The amount of data sent to earth by meteorological satellites increases with each new satellite generation. These data are used by scientists, researchers, the interested public, and are assimilated to forecasting models, but become more difficult to use as technology allows for higher spatial and spectral resolutions. These datasets are usually provided to users in new file formats with multiple wavelengths, levels of calibration, polarization, and resolutions which can require new complicated software to read. Additionally, scientific analysis typically requires compositing various channels, reprojecting or interpolating, and writing to various file formats to suit the needs of the user. A new python library was created called SatPy for anyone who wants to work with satellite data and do it quickly and easily. SatPy is developed by a group of scientists and developers from around the world known as PyTroll; a group that has existed now for more than 7 years. SatPy is able to read over 30 different satellite data file formats from geostationary and polar-orbiting satellites and from various data sources.
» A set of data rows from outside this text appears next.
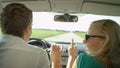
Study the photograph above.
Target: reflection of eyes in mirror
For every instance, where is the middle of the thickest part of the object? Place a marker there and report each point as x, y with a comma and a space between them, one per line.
65, 18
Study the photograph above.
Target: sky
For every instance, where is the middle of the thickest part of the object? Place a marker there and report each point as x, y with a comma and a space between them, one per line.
44, 20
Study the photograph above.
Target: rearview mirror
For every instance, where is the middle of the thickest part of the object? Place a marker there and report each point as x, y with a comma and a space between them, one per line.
66, 18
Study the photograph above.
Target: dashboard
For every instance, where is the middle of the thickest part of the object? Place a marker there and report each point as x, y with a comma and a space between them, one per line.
46, 46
It provides multiple resampling algorithms, various RGB recipes that work across multiple sensors, and can write multiple image and data formats including GeoTIFF and NetCDF. SatPy provides common interfaces and data structures regardless of what data is being worked with and benefits from the dimension and coordinate handling of the XArray library. By leveraging the parallelization made available in the Dask library, SatPy is able to quickly process large arrays of satellite data that would normally not be possible on traditional user workstations. SatPy can be used as an interactive research tool or used as a stable operational processing library as many meteorological agencies and organizations are doing now. This talk will provide a detailed overview of SatPy’s features by first describing what use cases lead to its development and how SatPy accomplishes these historically complex tasks in only a few lines of Python. By providing all of this functionality and generating products in a free and open source software package we hope SatPy will become the go-to library for working with satellite data.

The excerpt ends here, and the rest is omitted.